The first test concerns the OpenShift default of letting all authenticated users create (or, more accurately, request) projects. Let’s say we want to deny non-admin users this power. How do we make sure we have complied with this rule?
Second, our architecture may require an application scaled to three pods to be distributed across three data centre zones for high availability. We need a test that shows that the built infrastructure matches the architectural requirement.
Third, let’s assume we have just experienced an unplanned downtime. Communication between two projects has failed. Clearly remediation comes first, but how would the administrator go about writing a test that makes sure the pod network is configured correctly?

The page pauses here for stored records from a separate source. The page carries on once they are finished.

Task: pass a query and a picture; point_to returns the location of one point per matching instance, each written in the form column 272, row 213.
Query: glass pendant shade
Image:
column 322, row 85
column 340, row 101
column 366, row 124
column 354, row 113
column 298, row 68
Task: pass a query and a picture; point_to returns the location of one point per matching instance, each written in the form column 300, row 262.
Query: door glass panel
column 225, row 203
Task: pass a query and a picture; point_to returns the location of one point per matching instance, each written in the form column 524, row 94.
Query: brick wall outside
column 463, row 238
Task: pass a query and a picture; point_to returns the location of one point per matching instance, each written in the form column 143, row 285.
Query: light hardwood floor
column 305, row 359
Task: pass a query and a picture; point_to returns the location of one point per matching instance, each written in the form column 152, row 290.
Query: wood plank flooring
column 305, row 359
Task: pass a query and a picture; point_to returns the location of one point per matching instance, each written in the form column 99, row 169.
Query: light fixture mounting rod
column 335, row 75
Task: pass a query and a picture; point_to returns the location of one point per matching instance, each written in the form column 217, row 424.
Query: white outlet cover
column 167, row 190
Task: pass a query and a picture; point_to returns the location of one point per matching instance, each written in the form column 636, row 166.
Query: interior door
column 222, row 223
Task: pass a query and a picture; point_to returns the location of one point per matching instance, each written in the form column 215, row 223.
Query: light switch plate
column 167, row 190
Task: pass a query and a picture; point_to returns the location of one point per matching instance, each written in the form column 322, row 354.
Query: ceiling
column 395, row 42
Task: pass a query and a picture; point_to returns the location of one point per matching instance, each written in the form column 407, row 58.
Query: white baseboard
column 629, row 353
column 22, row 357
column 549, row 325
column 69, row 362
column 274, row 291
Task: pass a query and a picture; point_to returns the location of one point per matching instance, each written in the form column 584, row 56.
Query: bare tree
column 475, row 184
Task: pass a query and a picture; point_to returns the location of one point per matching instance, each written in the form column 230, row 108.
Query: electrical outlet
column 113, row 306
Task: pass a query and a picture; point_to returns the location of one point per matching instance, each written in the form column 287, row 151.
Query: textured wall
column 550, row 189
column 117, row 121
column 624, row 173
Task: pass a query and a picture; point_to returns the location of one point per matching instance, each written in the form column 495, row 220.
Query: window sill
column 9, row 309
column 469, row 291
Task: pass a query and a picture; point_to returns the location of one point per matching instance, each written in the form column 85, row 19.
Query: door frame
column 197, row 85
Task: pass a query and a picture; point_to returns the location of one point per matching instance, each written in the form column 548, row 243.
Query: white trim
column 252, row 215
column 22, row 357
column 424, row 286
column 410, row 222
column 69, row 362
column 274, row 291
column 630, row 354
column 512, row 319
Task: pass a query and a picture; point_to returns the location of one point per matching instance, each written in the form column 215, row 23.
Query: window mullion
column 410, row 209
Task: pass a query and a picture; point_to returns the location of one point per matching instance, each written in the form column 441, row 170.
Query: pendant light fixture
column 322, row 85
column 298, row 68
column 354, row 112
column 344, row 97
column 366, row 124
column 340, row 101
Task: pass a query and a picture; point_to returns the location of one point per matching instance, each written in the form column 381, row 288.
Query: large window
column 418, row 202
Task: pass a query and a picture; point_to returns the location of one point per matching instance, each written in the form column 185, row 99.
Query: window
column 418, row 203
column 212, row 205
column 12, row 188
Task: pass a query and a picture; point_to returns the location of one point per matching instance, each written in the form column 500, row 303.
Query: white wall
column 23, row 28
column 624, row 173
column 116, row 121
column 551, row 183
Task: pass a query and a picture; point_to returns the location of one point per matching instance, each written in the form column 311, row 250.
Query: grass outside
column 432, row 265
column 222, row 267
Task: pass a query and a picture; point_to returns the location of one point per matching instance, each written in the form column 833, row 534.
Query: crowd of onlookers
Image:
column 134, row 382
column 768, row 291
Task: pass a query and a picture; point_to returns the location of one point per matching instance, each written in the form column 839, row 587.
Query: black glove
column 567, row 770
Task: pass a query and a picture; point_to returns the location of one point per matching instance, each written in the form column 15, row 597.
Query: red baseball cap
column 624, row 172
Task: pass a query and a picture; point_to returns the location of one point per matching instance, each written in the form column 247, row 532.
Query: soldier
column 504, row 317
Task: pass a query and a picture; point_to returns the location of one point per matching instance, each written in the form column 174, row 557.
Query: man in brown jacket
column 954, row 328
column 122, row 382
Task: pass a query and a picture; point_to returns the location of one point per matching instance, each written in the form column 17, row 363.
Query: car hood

The three scenarios have a number of things in common. Each requires direct access to the cluster state held in the master’s etcd database. That interaction alone ensures that these are not inexpensive tests in performance terms. Broadly speaking, these tests should run daily, preferably at a time of reduced load, not every hour of the day. Running them is perhaps most useful after cluster maintenance or upgrades. We will look at sample implementations of these tests in just a moment.
How much work will creating tests like these involve? Thankfully, very little. If we are unsure what to test, a quick glance at our operational guidelines or architecture documentation will help us get started. Writing tests will come naturally to anyone familiar with OpenShift, and should take no more than five minutes in most cases. Kubernetes gives us all the tools we need to implement our test runner.
The CronJob object triggers nightly test runs. The payload is a lightweight single-container pod with Kate Ward’s unit test framework shUnit2, oc client, and assorted tools (curl, psql, mysql, jq, awk). All test data is taken from a ConfigMap mounted at launch. The ConfigMap in turn is generated from a folder of test scripts in Git. We will return to the scripts in just a moment.
For now the CronJob object waits for the appointed hour, then triggers a test run. shunit2 processes the test suite (consisting of all test scripts in /etc/openshift-unit.d) and then reports results. Due to a limitation of the CronJob API prior to Kubernetes 1.8, the pod reports success (zero) even in case of errors as returning an error leads to constant redeployments and considerable load on the cluster.